HExos shifted microglia/macrophage polarization from M1 to M2 phenotype through delivering miR-216a-5p in vivo
To study the role of miR-216a-5p in the development of HExos-mediated functional behavioral recovery as well as microglial/macrophage polarization after SCI in vivo, we carried out several experiments. Firstly, through a series of functional behavioral experiments including BMS score, footprints analysis, and lesion volume analysis, we found that administration of miROE-HExos could promote functional recovery and reduce lesion volume. In contrast, treatment of miRKD-HExos could abolish the beneficial functional effects seen with HExos (Additional file 3: Figure S3). These above results indicated that HExos promoted functional behavioral recovery through delivering miR-216a-5p. Then, we continued to investigate that functional role of miR-216a-5p in the mediation of microglia/macrophage polarization. As shown in Fig. 6 a and c, the concentration of pro-inflammatory cytokines was downregulated and anti-inflammatory cytokines were upregulated in the spinal cord tissues when administrating miROE-HExos compared with miR-NCOE-HExos. However, the results were the opposite with miRKD-HExos treatment. To detect the effects of miR-216a-5p on microglial/macrophage polarization, M1 and M2 marker levels were detected by qRT-PCR and western blot analysis. The results showed that miROE-HExos facilitated the polarization of microglia/macrophage from M1 to M2 following SCI and miRKD-HExos accounted for the opposite effects (Fig. 6b, d, e, f). Accordingly, the immunofluorescence results confirmed the results obtained by qRT-PCR and western blot analysis (Fig. 6g).

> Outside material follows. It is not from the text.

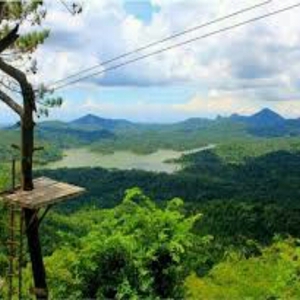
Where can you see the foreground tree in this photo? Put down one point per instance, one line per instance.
(18, 93)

HExos shifted polarization from M1 to M2 in BV2 microglia and primary microglia through shuttling miR-216a-5p in vitro
To explore the underlying mechanism for HExos shuttling of miR-216a-5p to modulate the microglia phenotype, we carried out a series of experiments in the BV2 and primary microglia in vitro. In these experiments, we administered miR-NCOE-HExos and miROE-HExos into BV2 microglia and miR-NCKD-HExos and miRKD-HExos into primary microglia. Using ELISAs, we found that the pro-inflammatory cytokines decreased and anti-inflammatory cytokines increased in the miROE-HExos group (Fig. 7a). The results were the opposite for administration of miRKD-HExos (Fig. 7c). qRT-PCR (Fig. 7b, d), western blot analysis (Fig. 7e, f), and immunofluorescence (Fig. 7g, h, Additional file 4: Figure S4) confirmed that miROE-HExos administration had the ability to shift the M1 phenotype to M2 in BV2 microglia and miRKD-HExos treatment had the opposite effect in primary microglia. Taken together, these results demonstrated that HExos shifted the M1 phenotype to M2 in BV2 microglia and primary microglia by shuttling miR-216a-5p in vitro.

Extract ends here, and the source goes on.